De quoi parlait-il ? Elle l’avait oublié. Il se tenait devant elle, un verre de champagne à la main, et il donnait son opinion sur… sur… Mais sur quoi donc ? Ne pouvait-elle pas se concentrer un peu sur ce qu’il lui arrivait ? C’était un grand jour pour elle, aujourd’hui. Une journée importante. Stressante. Elle ne se sentait pas si bien que cela. Et elle avait hésité à tout annuler. L’événement, l’exposition, la venue du public, tout. Mais elle ne pouvait évidemment pas faire une chose pareille.

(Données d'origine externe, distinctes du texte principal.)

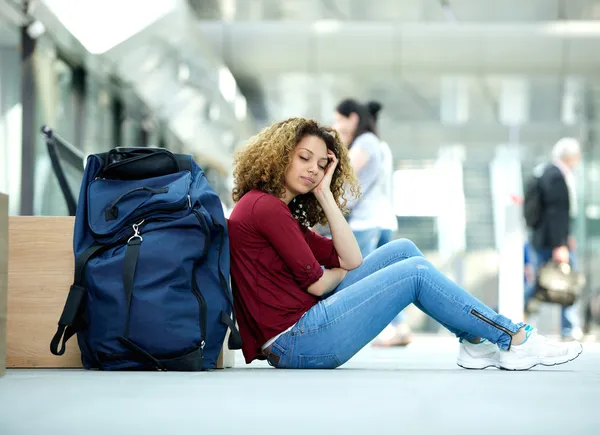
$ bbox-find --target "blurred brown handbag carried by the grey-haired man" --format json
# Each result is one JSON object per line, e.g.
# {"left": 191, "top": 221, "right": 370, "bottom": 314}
{"left": 535, "top": 260, "right": 585, "bottom": 306}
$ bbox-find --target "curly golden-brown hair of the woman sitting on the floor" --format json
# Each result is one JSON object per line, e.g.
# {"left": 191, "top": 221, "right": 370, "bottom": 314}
{"left": 232, "top": 118, "right": 360, "bottom": 227}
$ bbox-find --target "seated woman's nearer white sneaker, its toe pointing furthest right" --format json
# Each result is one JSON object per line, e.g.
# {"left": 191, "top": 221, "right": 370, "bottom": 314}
{"left": 498, "top": 325, "right": 583, "bottom": 370}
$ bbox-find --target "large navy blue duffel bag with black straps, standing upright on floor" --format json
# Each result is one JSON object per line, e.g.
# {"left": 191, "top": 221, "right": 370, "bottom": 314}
{"left": 50, "top": 148, "right": 241, "bottom": 371}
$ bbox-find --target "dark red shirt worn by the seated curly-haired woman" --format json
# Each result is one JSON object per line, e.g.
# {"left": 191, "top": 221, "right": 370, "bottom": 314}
{"left": 228, "top": 190, "right": 340, "bottom": 363}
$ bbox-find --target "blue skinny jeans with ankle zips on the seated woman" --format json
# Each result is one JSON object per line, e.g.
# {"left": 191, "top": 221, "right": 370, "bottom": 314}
{"left": 269, "top": 239, "right": 523, "bottom": 369}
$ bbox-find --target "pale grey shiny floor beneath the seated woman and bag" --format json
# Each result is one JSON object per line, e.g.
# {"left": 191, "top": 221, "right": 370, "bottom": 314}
{"left": 0, "top": 336, "right": 600, "bottom": 435}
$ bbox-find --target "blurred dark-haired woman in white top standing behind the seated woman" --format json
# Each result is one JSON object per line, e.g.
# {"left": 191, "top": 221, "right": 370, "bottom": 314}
{"left": 334, "top": 99, "right": 383, "bottom": 257}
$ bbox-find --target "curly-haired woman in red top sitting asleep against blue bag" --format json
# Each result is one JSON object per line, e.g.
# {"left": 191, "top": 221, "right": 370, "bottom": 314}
{"left": 229, "top": 118, "right": 582, "bottom": 370}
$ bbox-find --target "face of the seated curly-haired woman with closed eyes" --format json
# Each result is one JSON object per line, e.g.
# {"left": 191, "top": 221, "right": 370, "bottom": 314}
{"left": 285, "top": 135, "right": 329, "bottom": 199}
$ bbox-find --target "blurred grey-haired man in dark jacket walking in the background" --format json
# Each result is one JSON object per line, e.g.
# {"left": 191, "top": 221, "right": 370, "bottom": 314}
{"left": 531, "top": 138, "right": 582, "bottom": 340}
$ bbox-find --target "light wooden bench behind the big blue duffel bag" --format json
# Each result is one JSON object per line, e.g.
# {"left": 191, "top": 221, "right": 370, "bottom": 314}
{"left": 7, "top": 216, "right": 235, "bottom": 368}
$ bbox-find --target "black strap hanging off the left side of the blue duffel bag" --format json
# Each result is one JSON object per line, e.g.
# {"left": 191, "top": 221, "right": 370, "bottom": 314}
{"left": 50, "top": 243, "right": 110, "bottom": 356}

  • —  Avez-vous envie d’un petit four ? Ils sont excellents.
  • —  Non, merci. Ou alors. Non. Oui.
  • —  Voilà. Mangez-le plus tard, lui sourit une dame dont elle avait su le nom seulement trois minutes plus tôt. Le discours se déroula correctement. Sigrid semblait sûre d’elle, heureuse, honorée. Fière, également. Après tout, c’était la première fois que certaines de ses œuvres étaient exposées à l’étranger. Et pas n’importe quel étranger. Là, elle se trouvait à Paris. Dans le Quartier latin. Près du Panthéon.
  • —  Bonsoir, ma chérie. Comment est-ce que ça s’est passé?, lui demanda son mari au téléphone emprunté à la réception de l’hôtel.
  • —  Bien, vraiment beaucoup de monde, ils avaient l’air réjoui, sourit Sigrid.
  • —  Quand rentres-tu ?
  • —  Dans deux jours. Je fais la rencontre d’autres artistes ici, à Paris, et puis je rentre à la maison.
  • —  Je me souviens du retour en train. Le voyage a duré extrêmement longtemps, mais ma cabine était confortable. C’était l’été. Nous devions retrouver ma famille pour la Saint-Jean, puis passer le reste des mois de la belle saison à Sundsvall. Je savais que je retournerai à Paris, un jour. Avec Svante et les enfants. Ou bien, seule. 
Il était venu à elle. Paris était venu lui rendre visite. Elle était bien, là, en Suède, dans son monde. Il ne l’avait pas dérangée ; il n’avait rien fait bouger. Et pourtant, tout était différent. 


Le soir, sa longue silhouette blonde, emmitouflée dans un nuage noir, était étendue sur la plage.

Une chaise en bois, les pieds fermement plantés dans le sable, admirait pour elle le rose et le jaune dans le ciel gris foncé.

La mer était très calme. On n’entendait presque pas sa respiration. Enfin, tout s’endormit.